I was probably luckier than most kids who grew up in rural Malaysia. My father was both my teacher and the village school headmaster, which meant learning was not just confined to school. Classes continued at home too.
He instilled in me a strong learning discipline and impressed upon us the importance of education. Without a doubt I believe it was education that lifted the lives of many of my classmates out of poverty in remote Bario.
Education has the capacity to profoundly impact lives. This is why I continue to advocate its importance and believe that a nation must allocate as much resources as possible to this area.
Recently, I was at a forum with the World Bank senior economist for Malaysia, Frederico Gil Sander.
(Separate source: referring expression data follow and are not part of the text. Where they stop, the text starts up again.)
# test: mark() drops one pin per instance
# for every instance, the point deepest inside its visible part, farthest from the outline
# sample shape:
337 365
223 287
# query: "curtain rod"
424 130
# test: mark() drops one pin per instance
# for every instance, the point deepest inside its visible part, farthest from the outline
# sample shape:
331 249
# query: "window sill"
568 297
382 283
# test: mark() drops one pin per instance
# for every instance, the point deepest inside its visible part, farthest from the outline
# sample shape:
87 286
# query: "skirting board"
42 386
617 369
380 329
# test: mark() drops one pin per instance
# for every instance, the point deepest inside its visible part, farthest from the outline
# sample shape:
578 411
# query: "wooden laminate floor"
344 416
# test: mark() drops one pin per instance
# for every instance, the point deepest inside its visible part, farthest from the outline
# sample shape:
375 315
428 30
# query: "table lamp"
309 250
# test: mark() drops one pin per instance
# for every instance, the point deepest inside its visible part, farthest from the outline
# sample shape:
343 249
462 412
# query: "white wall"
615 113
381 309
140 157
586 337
Responding to a question, he said that the level of Malaysian household debt although concerning was not alarming. We should be more concerned about education if we want to remain competitive, especially since countries like Vietnam did better than us in international test scores such as Programme for International Student Assessment (PISA), he said.
As the World Bank pointed out in the "Malaysian Economic Monitor" titled "High Performing Education", Malaysia does well in terms of access to education but it has to make improvements when it comes to quality. Our Education Blueprint aims to do exactly this.
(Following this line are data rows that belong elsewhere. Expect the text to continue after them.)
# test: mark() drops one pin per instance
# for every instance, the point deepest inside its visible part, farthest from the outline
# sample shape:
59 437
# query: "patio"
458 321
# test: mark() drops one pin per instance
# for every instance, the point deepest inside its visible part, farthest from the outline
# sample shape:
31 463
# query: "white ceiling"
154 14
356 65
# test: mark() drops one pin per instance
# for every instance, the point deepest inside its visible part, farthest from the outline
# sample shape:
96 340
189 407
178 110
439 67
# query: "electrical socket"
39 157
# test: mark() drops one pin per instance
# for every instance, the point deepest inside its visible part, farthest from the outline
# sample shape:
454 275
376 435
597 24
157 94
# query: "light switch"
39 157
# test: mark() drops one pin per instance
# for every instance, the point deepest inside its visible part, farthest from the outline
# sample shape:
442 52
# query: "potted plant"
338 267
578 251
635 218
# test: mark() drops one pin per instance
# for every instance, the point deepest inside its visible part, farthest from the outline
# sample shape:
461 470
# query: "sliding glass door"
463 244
Education is imperative for our transition to a high-income nation with a minimum per capita income of US$15,000 (S$18,722) by 2020 and this is to be done in an inclusive and sustainable manner.
We need high quality leaders to move forward. Also, in becoming a more competitive nation, we need to not only attract talent but to build it continuously from within our own system.
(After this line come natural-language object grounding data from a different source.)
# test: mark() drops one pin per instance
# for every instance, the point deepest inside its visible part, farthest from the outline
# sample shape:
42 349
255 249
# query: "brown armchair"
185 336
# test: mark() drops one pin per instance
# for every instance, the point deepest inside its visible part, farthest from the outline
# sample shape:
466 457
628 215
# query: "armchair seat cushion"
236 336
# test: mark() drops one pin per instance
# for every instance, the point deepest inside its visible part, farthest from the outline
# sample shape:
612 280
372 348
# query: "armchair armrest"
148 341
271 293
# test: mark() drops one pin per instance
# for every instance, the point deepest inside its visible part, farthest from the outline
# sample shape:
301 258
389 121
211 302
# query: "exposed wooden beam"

The Education Blueprint provides the plan to do this holistically because we simply cannot afford to fix this problem in a piecemeal basis as we play catch-up with the rest of the world.
The Blueprint features 11 shifts to be undertaken:
·Equal access to education
·Ensure proficiency in Malay and English
·Make teaching a profession of choice
·Have high-performing school leaders
·Customise solutions based on needs
·Leverage ICT to scale up quality
·Transform delivery capabilities and capacity
·Partner with parents, community and private sector
·Maximise outcomes for every ringgit
·Increase transparency for accountability
However, a strategy document alone is not enough to ensure success.